Sitecore Reporting introduction

Narrow issue cause down

  • Visitor data is flushed into collection database as number of records increases
  • Interaction live processing pool grows – aggregation is not fast enough

How many visits are pending for aggregation?

The processing pool had over 740K records with oldest entry dated a few weeks ago (same as latest report data).

Throw in more hardware?

Unfortunately, that is the solution the majority decides to take despite:

  • There are no proves existing hardware is used efficiently
  • The current setup is properly configured
  • There are no proves additional hardware would help

Investigation plan

  • Restore prod dbs locally
  • Configure aggregation locally
  • Launch SQL Server profiler for ~60 seconds
  • Launch PerfView for ~30 seconds
  • Collect a few memory snapshots

Collection phase

Triggering aggregation locally with prod dbs killed laptop:

Task manager has shown 80% of CPU usage by SQL Server. Even though queries did not consume much CPU, they had huge duration:

Please tell me where it hurts:

RESOURCE_SEMAPHORE_QUERY_COMPILE is on top of the wait list highlighting query compilations are bottleneck. Good thing we could inspect already compiled plans to get a glimpse of queries:

Ironically, query plan cannot fit default XML output size.

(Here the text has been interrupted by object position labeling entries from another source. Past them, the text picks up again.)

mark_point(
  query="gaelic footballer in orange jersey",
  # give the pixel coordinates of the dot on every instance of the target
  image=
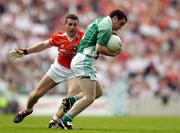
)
(67, 47)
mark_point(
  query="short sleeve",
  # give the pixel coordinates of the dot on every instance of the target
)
(103, 37)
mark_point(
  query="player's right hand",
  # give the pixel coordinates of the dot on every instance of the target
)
(16, 53)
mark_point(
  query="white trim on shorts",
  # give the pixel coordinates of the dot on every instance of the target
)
(59, 73)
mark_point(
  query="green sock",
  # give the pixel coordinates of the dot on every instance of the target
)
(73, 99)
(67, 117)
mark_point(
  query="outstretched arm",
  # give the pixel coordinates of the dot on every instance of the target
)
(18, 53)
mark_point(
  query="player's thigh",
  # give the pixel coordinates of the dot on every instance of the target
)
(73, 87)
(88, 87)
(99, 89)
(45, 84)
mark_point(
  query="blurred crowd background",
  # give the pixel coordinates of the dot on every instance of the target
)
(149, 63)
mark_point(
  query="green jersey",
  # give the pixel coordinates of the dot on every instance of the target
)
(99, 31)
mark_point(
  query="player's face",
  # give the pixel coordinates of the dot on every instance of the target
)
(117, 24)
(71, 27)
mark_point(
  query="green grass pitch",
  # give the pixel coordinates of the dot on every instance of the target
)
(127, 124)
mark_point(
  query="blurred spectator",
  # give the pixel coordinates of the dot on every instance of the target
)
(150, 60)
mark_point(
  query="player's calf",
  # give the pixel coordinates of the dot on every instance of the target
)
(21, 115)
(68, 103)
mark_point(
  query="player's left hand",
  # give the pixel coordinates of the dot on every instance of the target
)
(16, 53)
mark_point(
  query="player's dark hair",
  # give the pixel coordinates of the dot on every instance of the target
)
(120, 14)
(71, 16)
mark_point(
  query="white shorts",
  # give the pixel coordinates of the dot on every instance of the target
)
(59, 73)
(83, 66)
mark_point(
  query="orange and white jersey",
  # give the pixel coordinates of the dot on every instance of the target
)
(67, 47)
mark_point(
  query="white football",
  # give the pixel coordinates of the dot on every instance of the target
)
(114, 44)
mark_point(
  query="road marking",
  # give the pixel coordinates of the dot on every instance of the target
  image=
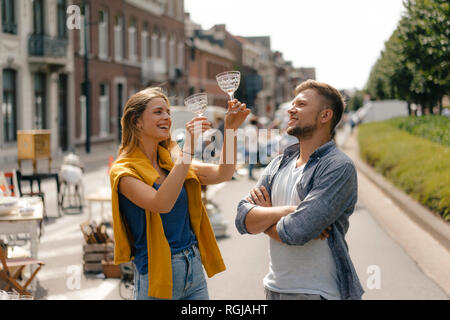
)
(96, 293)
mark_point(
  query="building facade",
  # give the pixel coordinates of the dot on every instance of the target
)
(131, 44)
(207, 57)
(37, 73)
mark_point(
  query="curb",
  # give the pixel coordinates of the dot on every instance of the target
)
(428, 220)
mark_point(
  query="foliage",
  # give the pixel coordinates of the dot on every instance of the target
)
(433, 128)
(356, 101)
(415, 63)
(418, 166)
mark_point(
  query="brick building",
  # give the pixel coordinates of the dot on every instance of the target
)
(207, 57)
(132, 44)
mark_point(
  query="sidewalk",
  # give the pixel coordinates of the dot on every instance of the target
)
(428, 249)
(91, 161)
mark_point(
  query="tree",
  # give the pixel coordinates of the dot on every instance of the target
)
(414, 65)
(425, 35)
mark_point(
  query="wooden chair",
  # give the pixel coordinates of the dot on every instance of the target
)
(11, 281)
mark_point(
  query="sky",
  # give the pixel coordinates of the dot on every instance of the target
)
(342, 39)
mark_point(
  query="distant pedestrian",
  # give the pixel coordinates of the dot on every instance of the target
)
(159, 219)
(304, 195)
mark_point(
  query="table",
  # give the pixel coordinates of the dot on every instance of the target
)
(102, 196)
(38, 177)
(15, 224)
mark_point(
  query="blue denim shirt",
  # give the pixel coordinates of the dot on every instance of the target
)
(328, 193)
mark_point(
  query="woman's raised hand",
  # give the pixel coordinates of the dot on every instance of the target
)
(194, 129)
(236, 114)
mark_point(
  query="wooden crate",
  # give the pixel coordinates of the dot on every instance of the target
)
(33, 145)
(110, 270)
(93, 254)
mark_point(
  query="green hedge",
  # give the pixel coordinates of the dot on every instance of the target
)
(416, 165)
(431, 127)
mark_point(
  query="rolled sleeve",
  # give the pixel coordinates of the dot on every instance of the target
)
(244, 206)
(330, 197)
(243, 209)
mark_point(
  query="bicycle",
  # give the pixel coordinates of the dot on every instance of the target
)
(126, 285)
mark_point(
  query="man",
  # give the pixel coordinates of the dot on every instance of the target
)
(305, 194)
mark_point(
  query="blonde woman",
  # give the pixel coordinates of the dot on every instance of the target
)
(159, 219)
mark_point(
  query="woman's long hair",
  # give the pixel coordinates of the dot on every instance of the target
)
(134, 108)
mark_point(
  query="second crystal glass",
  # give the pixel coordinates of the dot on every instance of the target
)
(229, 81)
(197, 103)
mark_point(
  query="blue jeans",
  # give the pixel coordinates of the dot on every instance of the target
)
(189, 282)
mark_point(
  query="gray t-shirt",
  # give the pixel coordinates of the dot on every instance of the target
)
(306, 269)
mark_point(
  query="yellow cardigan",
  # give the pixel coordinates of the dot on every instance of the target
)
(137, 165)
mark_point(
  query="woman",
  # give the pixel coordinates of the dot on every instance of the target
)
(158, 214)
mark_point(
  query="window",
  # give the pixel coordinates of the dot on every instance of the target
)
(170, 8)
(180, 57)
(172, 53)
(82, 113)
(144, 42)
(132, 40)
(40, 103)
(9, 105)
(9, 17)
(61, 12)
(38, 17)
(155, 41)
(104, 110)
(118, 38)
(84, 30)
(163, 49)
(103, 51)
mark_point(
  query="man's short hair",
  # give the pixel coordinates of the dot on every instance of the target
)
(332, 97)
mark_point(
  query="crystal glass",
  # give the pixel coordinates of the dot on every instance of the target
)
(197, 103)
(229, 81)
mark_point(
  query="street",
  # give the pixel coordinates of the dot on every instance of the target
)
(385, 269)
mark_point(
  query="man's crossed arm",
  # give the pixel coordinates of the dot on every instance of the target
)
(264, 217)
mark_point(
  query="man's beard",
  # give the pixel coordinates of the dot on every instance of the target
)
(304, 132)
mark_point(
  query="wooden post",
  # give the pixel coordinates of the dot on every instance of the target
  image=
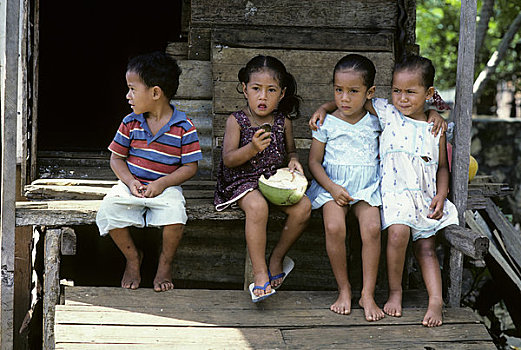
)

SQL Server needs over 30MB solely for describing how query is to be executed. There are many ‘huge’ queries processed at a time causing compilation gate to hit the limit.

Inspecting memory snapshot

!sqlcmd -s open command gives us a list of all SQL requests:

No wonder MSSQL Server is dying as the first SQL command has 1.7M characters:

The command is run by 58th thread:

It turns out that huge commands are produced by Analytics SQL bulk storage provider. Instead of doing many lightweight SQL calls, it collects them into a batch to avoid network latency cost for each command.

Solution: Stored procedures would reduce the length of SQL query & allow reusing compiled query plans => resolve bottleneck.

Intermediate summary

The behavior was reported to Sitecore:

  • Performance issue 370868 has been registered
  • AD-hoc queries are converted into Stored procedures for by Support
  • Hotfix to increase the aggregation speed has been provided

As a result, aggregation speed increased two times at least.

Even though further improvements are on the deck, I’ll save them for future posts.